U.S. Secretary of Agriculture Sonny Perdue is no longer waiting for U.S. Senate action to beef-up his C-Suite.
Perdue Monday named Mindy Brashears as Deputy Under Secretary for Food Safety, Naomi Earp as Deputy Assistant Secretary for Civil Rights, and Scott Hutchins as Deputy Under Secretary for Research, Education, and Economics.
“Deputy” positions do not require Senate confirmation so Perdue will be able to put Brashears, Earp, and Hutchins on the payroll immediately.
The three previously had been nominated by President Donald Trump for three of the top 12 jobs reporting to Secretary Perdue. Those three spots require Senate confirmation.
While the Senate Agriculture Committee on a bipartisan basis favorably reported all three nominees, their nominations expired without receiving final Senate confirmation votes by the end of the 115th Congress in early January.
The president has resubmitted the nominations for the higher ranking positionsto the Senate in the 116th Congress. In the meantime, Perdue has three new deputies in town.

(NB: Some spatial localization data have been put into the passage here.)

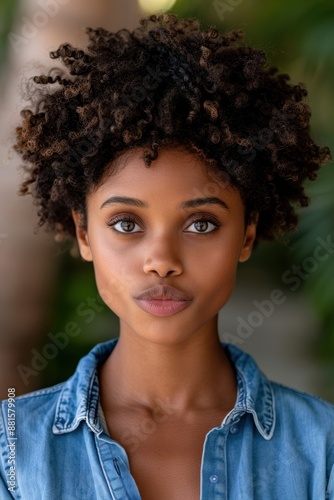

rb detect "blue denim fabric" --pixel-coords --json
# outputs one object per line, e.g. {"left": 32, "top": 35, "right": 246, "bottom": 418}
{"left": 0, "top": 338, "right": 333, "bottom": 499}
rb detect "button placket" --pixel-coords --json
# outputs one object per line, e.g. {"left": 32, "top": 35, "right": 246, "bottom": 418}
{"left": 95, "top": 434, "right": 141, "bottom": 500}
{"left": 200, "top": 428, "right": 228, "bottom": 499}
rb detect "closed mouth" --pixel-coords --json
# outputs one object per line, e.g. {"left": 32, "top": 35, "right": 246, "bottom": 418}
{"left": 134, "top": 284, "right": 192, "bottom": 301}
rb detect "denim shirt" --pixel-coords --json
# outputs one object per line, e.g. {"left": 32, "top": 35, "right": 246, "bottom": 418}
{"left": 1, "top": 338, "right": 333, "bottom": 499}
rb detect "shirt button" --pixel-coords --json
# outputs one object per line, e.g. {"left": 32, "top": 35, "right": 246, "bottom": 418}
{"left": 230, "top": 426, "right": 238, "bottom": 434}
{"left": 209, "top": 474, "right": 218, "bottom": 484}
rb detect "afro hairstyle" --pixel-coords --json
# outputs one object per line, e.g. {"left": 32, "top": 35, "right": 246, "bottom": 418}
{"left": 14, "top": 13, "right": 331, "bottom": 249}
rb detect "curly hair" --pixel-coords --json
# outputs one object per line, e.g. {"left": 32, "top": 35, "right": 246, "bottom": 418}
{"left": 14, "top": 13, "right": 331, "bottom": 248}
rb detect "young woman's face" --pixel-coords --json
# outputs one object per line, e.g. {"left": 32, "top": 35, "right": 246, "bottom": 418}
{"left": 72, "top": 147, "right": 257, "bottom": 345}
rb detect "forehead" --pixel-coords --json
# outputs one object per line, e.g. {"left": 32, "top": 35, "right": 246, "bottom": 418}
{"left": 94, "top": 146, "right": 234, "bottom": 197}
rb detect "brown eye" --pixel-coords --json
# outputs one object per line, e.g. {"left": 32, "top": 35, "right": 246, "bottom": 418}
{"left": 186, "top": 216, "right": 220, "bottom": 234}
{"left": 194, "top": 221, "right": 209, "bottom": 232}
{"left": 107, "top": 216, "right": 142, "bottom": 234}
{"left": 119, "top": 220, "right": 136, "bottom": 232}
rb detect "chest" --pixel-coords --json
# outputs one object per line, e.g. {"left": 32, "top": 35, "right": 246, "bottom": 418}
{"left": 104, "top": 409, "right": 227, "bottom": 500}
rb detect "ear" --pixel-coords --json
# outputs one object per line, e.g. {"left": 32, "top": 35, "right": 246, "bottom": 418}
{"left": 71, "top": 210, "right": 93, "bottom": 262}
{"left": 239, "top": 218, "right": 258, "bottom": 263}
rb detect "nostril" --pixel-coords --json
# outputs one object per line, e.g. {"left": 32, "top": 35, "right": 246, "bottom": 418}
{"left": 143, "top": 259, "right": 183, "bottom": 277}
{"left": 149, "top": 268, "right": 177, "bottom": 278}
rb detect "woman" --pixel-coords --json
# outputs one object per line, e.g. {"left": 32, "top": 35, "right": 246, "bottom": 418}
{"left": 1, "top": 13, "right": 333, "bottom": 499}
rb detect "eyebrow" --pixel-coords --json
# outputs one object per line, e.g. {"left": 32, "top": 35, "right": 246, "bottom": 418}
{"left": 100, "top": 195, "right": 230, "bottom": 211}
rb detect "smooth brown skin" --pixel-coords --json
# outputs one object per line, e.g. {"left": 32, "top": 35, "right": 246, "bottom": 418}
{"left": 72, "top": 148, "right": 257, "bottom": 500}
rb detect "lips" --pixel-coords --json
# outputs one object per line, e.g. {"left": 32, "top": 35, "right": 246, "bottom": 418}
{"left": 134, "top": 284, "right": 192, "bottom": 317}
{"left": 134, "top": 284, "right": 192, "bottom": 301}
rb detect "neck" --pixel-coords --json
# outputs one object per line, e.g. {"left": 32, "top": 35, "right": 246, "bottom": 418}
{"left": 99, "top": 321, "right": 237, "bottom": 415}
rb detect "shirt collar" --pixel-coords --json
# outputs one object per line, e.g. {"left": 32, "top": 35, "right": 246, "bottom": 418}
{"left": 52, "top": 339, "right": 276, "bottom": 440}
{"left": 224, "top": 343, "right": 276, "bottom": 440}
{"left": 52, "top": 339, "right": 117, "bottom": 435}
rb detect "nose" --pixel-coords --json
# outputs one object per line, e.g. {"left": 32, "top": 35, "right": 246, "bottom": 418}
{"left": 143, "top": 237, "right": 183, "bottom": 278}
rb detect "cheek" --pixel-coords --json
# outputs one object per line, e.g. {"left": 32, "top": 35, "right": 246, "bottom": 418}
{"left": 194, "top": 245, "right": 239, "bottom": 304}
{"left": 90, "top": 241, "right": 137, "bottom": 306}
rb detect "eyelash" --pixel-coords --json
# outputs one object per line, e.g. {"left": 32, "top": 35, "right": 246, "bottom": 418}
{"left": 106, "top": 214, "right": 221, "bottom": 236}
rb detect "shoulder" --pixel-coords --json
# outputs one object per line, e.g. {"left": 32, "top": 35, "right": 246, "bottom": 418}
{"left": 0, "top": 338, "right": 116, "bottom": 425}
{"left": 0, "top": 382, "right": 65, "bottom": 434}
{"left": 225, "top": 341, "right": 334, "bottom": 423}
{"left": 224, "top": 342, "right": 334, "bottom": 449}
{"left": 270, "top": 382, "right": 334, "bottom": 469}
{"left": 2, "top": 381, "right": 65, "bottom": 404}
{"left": 1, "top": 381, "right": 65, "bottom": 406}
{"left": 271, "top": 381, "right": 334, "bottom": 424}
{"left": 270, "top": 383, "right": 334, "bottom": 483}
{"left": 0, "top": 381, "right": 68, "bottom": 493}
{"left": 269, "top": 383, "right": 334, "bottom": 459}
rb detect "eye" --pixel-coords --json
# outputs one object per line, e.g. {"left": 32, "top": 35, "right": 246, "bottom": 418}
{"left": 186, "top": 216, "right": 220, "bottom": 234}
{"left": 107, "top": 215, "right": 143, "bottom": 234}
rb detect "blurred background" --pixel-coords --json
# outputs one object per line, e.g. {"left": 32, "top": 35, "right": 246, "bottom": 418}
{"left": 0, "top": 0, "right": 333, "bottom": 401}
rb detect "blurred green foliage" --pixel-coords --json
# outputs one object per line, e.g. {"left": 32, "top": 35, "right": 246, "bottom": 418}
{"left": 0, "top": 0, "right": 18, "bottom": 75}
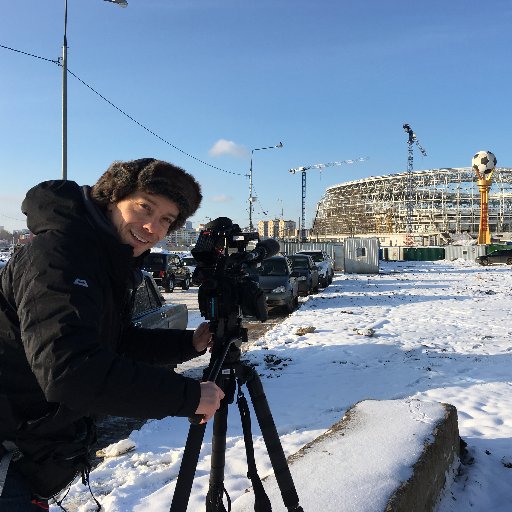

“At USDA, we’ve been engaged in fulfilling our mission without all of our players on the field, so we want to get these strong, qualified leaders in the game,” according to a statement from Perdue.
“I want to thank these three for their patience, as their professional lives have been placed on hold for months during their nomination process. Now, they will get to work right away on behalf of the American people. Nevertheless, I urge the Senate to act on their new nominations as quickly as possible so we can have them in the positions for which they were intended in the first place.”
The three have been re-nominated for more senior roles than the ones Perdue today selected them to fill in their respective mission areas at USDA. Brashears was nominated for Under Secretary for Food Safety; Earp was nominated for Assistant Secretary for Civil Rights; and Hutchins was nominated for Under Secretary for Research, Education, and Economics.
While in their deputy roles as selected by Perdue, they will not be serving in “acting” capacities for the positions for which they have been nominated. As a result, they will not be able to exercise the functions or powers expressly delegated to the Senate-confirmed positions. As Deputy Under Secretary for Research, Education, and Economics, Hutchins will oversee the Office of the Chief Scientist, with Dr. Chavonda Jacobs-Young continuing to serve as Acting Chief Scientist.
Brashears, Earp, and Hutchins begin working today at USDA.
Brashears is a Professor of Food Safety and Public Health and the Director of the International Center for Food Industry Excellence at Texas Tech University. Brashears’ research program has focused on improving food safety standards to make an impact on public health. Her highly acclaimed work evaluates interventions in pre- and post-harvest environments and on the emergence of antimicrobial drug resistance in animal feeding systems.
These efforts have resulted in the commercialization of a pre-harvest feed additive that can reduce E. coli and Salmonella in cattle. She also leads international research teams to Mexico, Central, and South America to improve food safety and security and to set up sustainable agriculture systems in impoverished areas. She is past-Chair of the National Alliance for Food Safety and Security and of the USDA multi-state research group.
Earp is a retired career civil servant with more than 20 years of experience in federal equal opportunity policy, charge processing, complaint handling, and employment law. She entered federal services as a GS-9 career employee and worked her way to the Senior Executive Service level before appointments as Chair and Vice Chair of the U.S. Equal Employment Opportunity Commission under President George W. Bush.
Throughout her career, Earp has been a strong advocate for labor-management partnership and cooperative business models to raise awareness and address both disparate treatment complaints and allegations of systemic discrimination. Her equal federal opportunity, civil rights compliance, and public policy career include positions with the U.S. Departments of Commerce and Agriculture and the National Institutes of Health. Born and raised in Newport News, Virginia, Earp earned a bachelors degree in Social Work from Norfolk State University, a masters from Indiana University, and a Juris Doctorate from the Catholic University of America, Columbus School of Law.
Hutchins formerly served as the global leader of integrated field sciences for Corteva Agriscience and as an adjunct professor at the University of Nebraska. Previously, he served as president of the Entomological Society of America. Hutchins earned his bachelors in entomology from Auburn University, a masters from Mississippi State University, and a doctorate from Iowa State University.